PCA (HD)

Uses an orthogonal transformation to convert a set of observations of possibly correlated variables into a set of values of uncorrelated variables (principal components).

Information at a Glance

Category Model
Data source type HD
Sends output to other operators Yes
Data processing tool In-memory: MapReduce or Spark, depending on input configuration

Algorithm

PCA (Principal Component Analysis) is an orthogonal linear transformation that transforms data into a new coordinate system such that the greatest variance by any projection of the data comes to lie on the first coordinate (called the first principal component), the second greatest variance on the second coordinate, the third on the third coordinate, continuing until the number of coordinates has been reached or a preset maximum principal component threshold has been reached.

The Alpine PCA operator implements an eigenvalue decomposition of a data covariance matrix Σ (or, correlation matrix R).

  • Each principal component is a linear combination of the original variables.
  • The coefficients (loadings) are the eigenvectors (v1, v2,...vp) of covariance matrix Σ (or, correlation matrix R) with unit length.
  • The eigenvalues (λ1, λ2,...λp) denote the contribution of the principal component associated with it.
  • The principal components are sorted by descending order according to their variance contribution.
  • The user can choose the number of principal components according to the accumulation contribution (∑ij=1λj/∑pK=1λK).

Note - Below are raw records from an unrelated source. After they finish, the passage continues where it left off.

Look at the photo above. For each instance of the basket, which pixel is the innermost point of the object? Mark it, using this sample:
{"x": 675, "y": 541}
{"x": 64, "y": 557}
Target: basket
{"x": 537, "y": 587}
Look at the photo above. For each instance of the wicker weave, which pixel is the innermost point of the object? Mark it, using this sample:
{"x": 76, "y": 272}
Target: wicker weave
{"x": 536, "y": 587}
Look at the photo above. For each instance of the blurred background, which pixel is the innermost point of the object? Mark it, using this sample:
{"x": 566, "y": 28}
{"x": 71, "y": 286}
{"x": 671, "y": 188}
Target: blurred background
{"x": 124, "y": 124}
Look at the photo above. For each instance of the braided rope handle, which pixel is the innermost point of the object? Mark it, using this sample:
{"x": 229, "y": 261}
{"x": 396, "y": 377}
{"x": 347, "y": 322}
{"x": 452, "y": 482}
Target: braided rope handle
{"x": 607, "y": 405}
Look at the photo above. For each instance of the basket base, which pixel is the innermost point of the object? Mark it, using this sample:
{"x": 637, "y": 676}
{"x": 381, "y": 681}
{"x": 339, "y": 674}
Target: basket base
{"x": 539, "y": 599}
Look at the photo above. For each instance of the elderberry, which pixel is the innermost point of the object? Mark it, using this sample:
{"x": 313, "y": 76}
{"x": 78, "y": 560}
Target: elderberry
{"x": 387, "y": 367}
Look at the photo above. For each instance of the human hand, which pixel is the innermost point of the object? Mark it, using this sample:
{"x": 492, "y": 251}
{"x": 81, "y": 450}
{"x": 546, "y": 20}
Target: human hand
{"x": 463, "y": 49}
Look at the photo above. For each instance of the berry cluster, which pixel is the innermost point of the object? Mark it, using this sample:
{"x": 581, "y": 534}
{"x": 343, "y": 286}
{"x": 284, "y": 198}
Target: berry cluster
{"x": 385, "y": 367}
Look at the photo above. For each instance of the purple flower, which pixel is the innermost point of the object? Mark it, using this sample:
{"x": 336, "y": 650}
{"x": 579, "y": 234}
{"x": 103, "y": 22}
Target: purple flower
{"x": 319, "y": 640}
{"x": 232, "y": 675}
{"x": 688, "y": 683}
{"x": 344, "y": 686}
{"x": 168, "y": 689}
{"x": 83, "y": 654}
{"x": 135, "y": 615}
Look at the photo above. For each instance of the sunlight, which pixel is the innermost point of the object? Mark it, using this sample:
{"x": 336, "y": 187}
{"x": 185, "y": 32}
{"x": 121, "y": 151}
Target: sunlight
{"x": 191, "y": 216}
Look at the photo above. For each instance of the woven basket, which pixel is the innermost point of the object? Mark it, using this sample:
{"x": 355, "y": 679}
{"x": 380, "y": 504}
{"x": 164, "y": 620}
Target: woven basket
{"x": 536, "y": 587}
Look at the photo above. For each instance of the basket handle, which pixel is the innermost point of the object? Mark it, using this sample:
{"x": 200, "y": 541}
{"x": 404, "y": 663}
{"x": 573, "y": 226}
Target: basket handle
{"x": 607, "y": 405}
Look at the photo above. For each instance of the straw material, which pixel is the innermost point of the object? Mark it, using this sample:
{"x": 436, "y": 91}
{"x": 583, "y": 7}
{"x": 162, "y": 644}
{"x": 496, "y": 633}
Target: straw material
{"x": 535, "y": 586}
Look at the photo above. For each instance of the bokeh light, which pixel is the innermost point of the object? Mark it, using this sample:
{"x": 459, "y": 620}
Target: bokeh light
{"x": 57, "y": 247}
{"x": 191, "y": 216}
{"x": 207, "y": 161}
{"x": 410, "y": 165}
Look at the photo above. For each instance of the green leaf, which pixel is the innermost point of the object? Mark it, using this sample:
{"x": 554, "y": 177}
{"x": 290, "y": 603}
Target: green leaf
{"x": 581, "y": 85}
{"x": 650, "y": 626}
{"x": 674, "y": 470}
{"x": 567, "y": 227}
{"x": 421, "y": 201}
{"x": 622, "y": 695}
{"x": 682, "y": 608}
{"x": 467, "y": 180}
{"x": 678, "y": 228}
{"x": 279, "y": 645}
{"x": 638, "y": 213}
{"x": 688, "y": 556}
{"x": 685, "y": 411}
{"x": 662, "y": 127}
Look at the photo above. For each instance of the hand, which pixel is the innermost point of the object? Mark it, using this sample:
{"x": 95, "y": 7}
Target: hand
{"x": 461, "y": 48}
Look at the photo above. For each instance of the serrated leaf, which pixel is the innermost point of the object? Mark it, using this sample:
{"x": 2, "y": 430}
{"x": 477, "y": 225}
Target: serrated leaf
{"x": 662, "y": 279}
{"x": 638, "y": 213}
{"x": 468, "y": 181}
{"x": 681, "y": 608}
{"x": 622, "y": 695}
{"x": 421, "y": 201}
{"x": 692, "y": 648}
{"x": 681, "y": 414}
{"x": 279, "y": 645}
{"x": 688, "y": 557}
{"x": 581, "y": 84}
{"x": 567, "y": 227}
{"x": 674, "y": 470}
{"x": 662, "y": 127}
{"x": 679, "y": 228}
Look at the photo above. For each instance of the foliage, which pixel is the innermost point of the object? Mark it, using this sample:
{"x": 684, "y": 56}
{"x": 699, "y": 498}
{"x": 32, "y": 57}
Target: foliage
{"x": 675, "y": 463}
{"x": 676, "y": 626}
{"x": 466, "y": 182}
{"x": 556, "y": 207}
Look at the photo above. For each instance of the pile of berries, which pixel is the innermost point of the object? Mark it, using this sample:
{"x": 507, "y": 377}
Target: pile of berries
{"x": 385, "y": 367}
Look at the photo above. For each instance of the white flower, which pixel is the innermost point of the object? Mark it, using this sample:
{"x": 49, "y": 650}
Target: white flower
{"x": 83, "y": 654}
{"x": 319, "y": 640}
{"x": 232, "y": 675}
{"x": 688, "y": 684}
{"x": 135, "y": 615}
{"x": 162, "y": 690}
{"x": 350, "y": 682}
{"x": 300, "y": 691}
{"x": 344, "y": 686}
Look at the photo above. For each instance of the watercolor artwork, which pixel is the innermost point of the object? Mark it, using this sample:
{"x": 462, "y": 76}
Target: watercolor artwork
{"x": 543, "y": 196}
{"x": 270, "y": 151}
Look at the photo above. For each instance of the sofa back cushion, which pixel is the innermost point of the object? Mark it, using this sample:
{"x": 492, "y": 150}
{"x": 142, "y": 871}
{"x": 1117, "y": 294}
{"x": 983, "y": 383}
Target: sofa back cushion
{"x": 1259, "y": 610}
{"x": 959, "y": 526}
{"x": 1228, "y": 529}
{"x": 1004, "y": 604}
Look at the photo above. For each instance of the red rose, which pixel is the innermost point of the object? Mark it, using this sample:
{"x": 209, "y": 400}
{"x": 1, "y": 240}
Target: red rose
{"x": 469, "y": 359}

More details are available in Principal Component Analysis, (1986), Joliffe, I.T.

Additional references:

  • Jerome Friedman, Trevor Hastie, Robert Tibshirani (2008), The Elements of Statistical Learning Data Mining, Inference and Prediction Chapter 3: "Linear Methods for Regression"
  • Joliffe, I.T. (1986), Principal Component Analysis, New York, Springer
  • Wu, W., Massart, D.L., and de Jong, S. (1997), "The Kernel PCA Algorithms for Wide Data. Part I: Theory and Algorithms" Chemometrics and Intelligent Laboratory Systems, 36, 165-172.

Input

A data set from the preceding operator.

Configuration

Parameter Description
Notes Any notes or helpful information about this operator's parameter settings. When you enter content in the Notes field, a yellow asterisk is displayed on the operator.
Columns Click Columns to open the dialog box for selecting the available variable columns to transform by the PCA algorithm, in order to create a reduced set of variables.
Center If Yes (the default), the mean value of each variable column is set to 0 before the PCA matrix transformation algorithm is run. In combination with Scale, the following applies.
  • If Yes, and Scale is No, then a Covariance matrix is applied.
  • If Yes, and Scale is Yes, then a Correlation matrix is applied.
  • If No, and Scale is No, then an uncorrected covariance matrix is applied.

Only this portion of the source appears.